Apuração do feminicídio indicou violência doméstica anterior; denúncia contra o acusado foi acolhida pela Justiça

A Polícia Civil concluiu a apuração da morte da dona-de-casa Cristiane Hidalgo Pinheiro, de 41 anos, que foi degolada no dia 16 de março pelo marido, o servente de pedreiro Jeferson Luiz da Costa, de 40 anos. A investigação concluiu que o acusado praticou feminicídio com as agravantes de meio cruel e impossibilidade de defesa da vítima ao utilizar um canivete para cortar a garganta da mulher durante confraternização na residência de amigos, no final da Rua Laudelino Baptista da Rocha, no acesso ao antigo recinto da Fapip. Após o crime, ele tentou suicídio ao cortar o próprio pescoço, mas causou apenas lesões superficiais e foi preso pela PM quando tentava fugir.

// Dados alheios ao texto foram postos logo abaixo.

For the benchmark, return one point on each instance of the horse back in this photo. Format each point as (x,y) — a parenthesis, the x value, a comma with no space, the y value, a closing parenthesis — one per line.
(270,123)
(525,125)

De acordo com informações policiais, o casal teria discutido durante a festa e Jeferson saiu da casa, mas voltou em seguida para retomar a briga. O servente desferiu uma canivetada no pescoço na mulher, que caiu ao chão. Em seguida, teria levantado o queixo e feito a degola com um corte profundo de canivete de um lado a outro da região da garganta.

Em seguida, o marido provocou autolesões superficiais no próprio pescoço e, quando chegou a Polícia, tentou fugir, mas foi detido e levado ao Pronto-Socorro Municipal e depois apresentado na Delegacia de Palmital, onde foi autuado em flagrante.

Jeferson usou o direito de se manter em silêncio e se manifestar apenas perante a Justiça. As testemunhas identificadas na ocorrência também apresentaram poucas informações que possibilitassem elucidar os motivos do crime. Porém, o delegado Giovanni Bertinatti apurou que o acusado tinha histórico de violência, com passagem por prática de lesão corporal em 2014, além de ter sido agredido com uma paulada na cabeça durante briga na região do bairro São José, em ocorrência que não teve a autoria esclarecida. Devido à lesão, ele acabou internado na UTI. Em 2016, o acusado também teria tentado suicídio ao se enforcar com uma corda na frente da ex-mulher.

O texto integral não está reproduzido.